Sydney: Australian scientists who modelled conditions on Mars to examine how much of the red planet was habitable said on Monday that "large regions" could sustain terrestrial life.

Charley Lineweaver's team, from the Australian National University, compared models of temperature and pressure conditions on Earth with those on Mars to estimate how much of the distant planet was liveable for Earth-like organisms.

While just one per cent of Earth's volume - from core to upper atmosphere - was occupied by life, Linewaver said their world-first modelling showed three per cent of Mars was habitable, though most of it was underground.

"What we tried to do, simply, was take almost all of the information we could and put it together and say 'is the big picture consistent with there being life on Mars?'," the astrobiologist told AFP. "And the simple answer is yes... There are large regions of Mars that are compatible with terrestrial life."

Where previous studies had taken a "piecemeal" approach by examining particular sites on Mars for signs of life, Lineweaver said his research was a "comprehensive compilation" of the entire planet using decades of data.

Frozen water has been found at the poles on Mars and the ANU study examined how much of the planet could sustain water "that could be habitable by Earth-like standards by Earth-like microbes".

The low-pressure environment of Mars means water cannot exist as a liquid and will vaporise on the surface, but Lineweaver said the conditions are right underground, where the weight of the soil gives the added pressure required.

It would also be warm enough, at certain depths, for bacteria and other micro-organisms to thrive due to heat from the planet's core.
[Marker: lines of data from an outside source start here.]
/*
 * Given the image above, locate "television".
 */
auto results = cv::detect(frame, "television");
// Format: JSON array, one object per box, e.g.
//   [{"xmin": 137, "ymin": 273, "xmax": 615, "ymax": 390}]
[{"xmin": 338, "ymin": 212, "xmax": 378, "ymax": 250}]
The average surface temperature on Mars is minus 63 degrees Celsius.

Lineweaver said his study was "the best estimate yet published of how habitable Mars is to terrestrial microbes" and a significant finding given mankind had evolved from microbial life.

"It's not important if you want to figure out what the laws of physics are and you want to talk to some intelligent aliens who could build spaceships," he said. "If you're interested in the origin of life and how likely life is to get started on other planets, that's what relevant here."

Lineweaver's paper was published on Monday in the scientific journal Astrobiology.